JVM support for arbitrary machine code loading and execution
Vladimir Ivanov
vladimir.x.ivanov at oracle.com
Fri Dec 4 17:04:22 UTC 2015
Hi,
FYI I've been exploring machine code snippets recently:
hs: http://hg.openjdk.java.net/panama/panama/hotspot/rev/cd901fd90596
jdk: http://hg.openjdk.java.net/panama/panama/jdk/rev/091cdacf28e5
Samples:
[1] MachineCodeSnippetSamples
http://hg.openjdk.java.net/panama/panama/jdk/file/091cdacf28e5/test/panama/snippets/MachineCodeSnippetSamples.java
[2] CPUID
http://hg.openjdk.java.net/panama/panama/jdk/file/091cdacf28e5/test/panama/snippets/CPUID.java
[3] VectorUtils
http://hg.openjdk.java.net/panama/panama/jdk/file/091cdacf28e5/test/panama/snippets/VectorUtils.java
[4] VectorizedHashCode
http://hg.openjdk.java.net/panama/panama/jdk/file/091cdacf28e5/test/panama/snippets/VectorizedHashCode.java
The main assumption is that JVM doesn't know anything about the machine
code being loaded, but use it "as is".
It provides an easy route to experiment with hardware-specific
instruction sequences without any JVM modifications. As an alternative,
it is possible to write desired code shape in native code and call it
using JNI (or native method handles in Panama). But, unfortunately, it
doesn't work well for small sequences (think about up to a dozen
instructions long) where invocation and argument marshaling overhead
dominates the actual work. So far, the only way was to teach JVM
JIT-compilers new instructions and introduce JVM intrinsics, but it is
quite laborious task.
In order to wire a machine code snippet to Java code, some implicit
conventions about arguments and return value mappings are needed
(calling convention). Method type of the corresponding method handle
plays central role here and provides complete description of the wiring.

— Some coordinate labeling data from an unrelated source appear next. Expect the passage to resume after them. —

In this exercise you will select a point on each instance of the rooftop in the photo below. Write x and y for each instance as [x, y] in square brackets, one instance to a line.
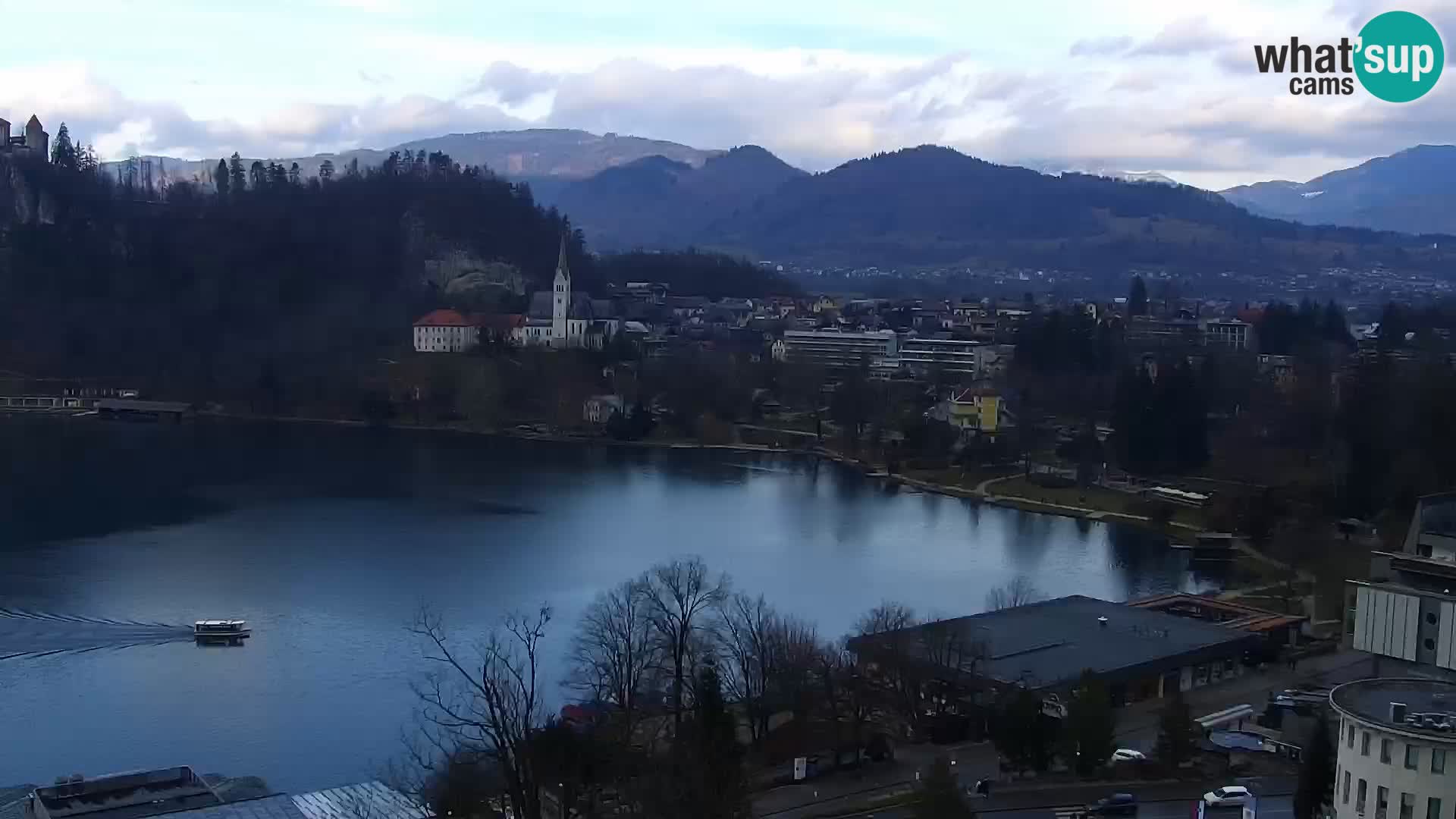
[366, 800]
[1429, 703]
[1053, 642]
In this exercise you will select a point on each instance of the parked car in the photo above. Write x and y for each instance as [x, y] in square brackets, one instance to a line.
[1228, 796]
[1116, 805]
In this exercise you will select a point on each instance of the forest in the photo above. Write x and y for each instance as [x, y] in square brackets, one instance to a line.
[201, 290]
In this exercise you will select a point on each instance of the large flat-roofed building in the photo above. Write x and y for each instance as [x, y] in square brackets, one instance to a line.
[967, 357]
[840, 349]
[1397, 749]
[1141, 653]
[1407, 610]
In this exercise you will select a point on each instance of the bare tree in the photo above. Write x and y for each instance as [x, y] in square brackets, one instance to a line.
[613, 651]
[482, 710]
[750, 640]
[954, 649]
[886, 646]
[1015, 592]
[682, 598]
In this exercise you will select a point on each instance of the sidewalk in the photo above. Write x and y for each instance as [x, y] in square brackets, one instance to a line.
[1138, 723]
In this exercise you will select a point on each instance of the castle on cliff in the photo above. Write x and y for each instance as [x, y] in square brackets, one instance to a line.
[34, 140]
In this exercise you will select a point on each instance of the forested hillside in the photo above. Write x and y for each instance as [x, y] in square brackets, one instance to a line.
[224, 290]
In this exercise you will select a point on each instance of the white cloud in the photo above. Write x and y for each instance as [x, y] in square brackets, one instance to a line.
[1138, 83]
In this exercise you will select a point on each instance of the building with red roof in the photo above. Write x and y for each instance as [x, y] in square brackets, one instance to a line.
[446, 331]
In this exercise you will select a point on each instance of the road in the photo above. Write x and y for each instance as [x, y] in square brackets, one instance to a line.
[1269, 808]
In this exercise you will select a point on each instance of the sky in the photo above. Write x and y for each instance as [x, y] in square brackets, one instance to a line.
[1136, 85]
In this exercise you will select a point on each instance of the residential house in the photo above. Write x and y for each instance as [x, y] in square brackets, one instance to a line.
[446, 331]
[599, 409]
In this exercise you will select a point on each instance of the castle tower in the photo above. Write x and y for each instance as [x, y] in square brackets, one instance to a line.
[36, 139]
[561, 299]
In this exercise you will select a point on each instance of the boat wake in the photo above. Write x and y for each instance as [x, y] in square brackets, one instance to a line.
[34, 634]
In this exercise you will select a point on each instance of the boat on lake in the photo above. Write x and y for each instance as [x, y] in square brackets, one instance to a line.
[231, 632]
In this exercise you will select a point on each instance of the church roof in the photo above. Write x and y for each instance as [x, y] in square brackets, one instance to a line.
[580, 306]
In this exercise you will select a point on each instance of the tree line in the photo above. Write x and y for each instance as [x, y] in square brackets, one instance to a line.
[683, 682]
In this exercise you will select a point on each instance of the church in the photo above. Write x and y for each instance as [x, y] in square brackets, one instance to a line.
[563, 319]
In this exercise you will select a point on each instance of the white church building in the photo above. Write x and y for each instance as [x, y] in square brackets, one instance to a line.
[563, 319]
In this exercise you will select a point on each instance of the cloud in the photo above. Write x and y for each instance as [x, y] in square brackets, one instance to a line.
[1101, 47]
[1180, 38]
[514, 85]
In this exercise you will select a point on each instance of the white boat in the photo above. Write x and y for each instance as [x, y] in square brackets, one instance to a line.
[231, 632]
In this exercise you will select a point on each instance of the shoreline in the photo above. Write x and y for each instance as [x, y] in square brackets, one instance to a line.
[816, 452]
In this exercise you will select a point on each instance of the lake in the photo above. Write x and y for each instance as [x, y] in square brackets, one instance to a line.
[328, 539]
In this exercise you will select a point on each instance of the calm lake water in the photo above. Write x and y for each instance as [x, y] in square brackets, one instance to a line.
[328, 539]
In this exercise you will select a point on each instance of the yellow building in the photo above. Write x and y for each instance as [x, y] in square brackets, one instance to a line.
[979, 410]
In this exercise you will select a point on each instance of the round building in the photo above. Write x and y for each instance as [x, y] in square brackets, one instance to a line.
[1397, 749]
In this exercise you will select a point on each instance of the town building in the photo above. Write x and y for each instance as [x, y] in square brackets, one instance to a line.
[840, 349]
[446, 331]
[957, 356]
[1232, 334]
[564, 319]
[34, 140]
[976, 410]
[1397, 739]
[599, 409]
[1139, 653]
[1405, 614]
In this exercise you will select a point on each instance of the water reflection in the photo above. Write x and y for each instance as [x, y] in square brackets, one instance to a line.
[327, 539]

Current prototype focuses on x64. The conventions are based on System V
AMD64 ABI (6 regs for int/pointer arguments + 8 regs for floating-point
arguments), but with some adjustments (more on it later).
The implementation heavily relies on native method handles, but also
introduces specific optimizations in C2 (e.g. snippet inlining).
HOW TO USE
A user has to provide (1) machine code snippet; and (2) method type:
MethodHandle jdk.internal.panama.CodeSnippet.make(
String name,
MethodType type,
boolean isSupported,
int... code)
The framework wraps the machine code and returns a method handle of
requested type. The type is used to map Java arguments to registers.
Constructed method handle is fully functional and can be bound to
invokedynamic instruction or invoked using MH.invokeExact(),
MH.invoke(), or MH.invokeWithArguments() methods.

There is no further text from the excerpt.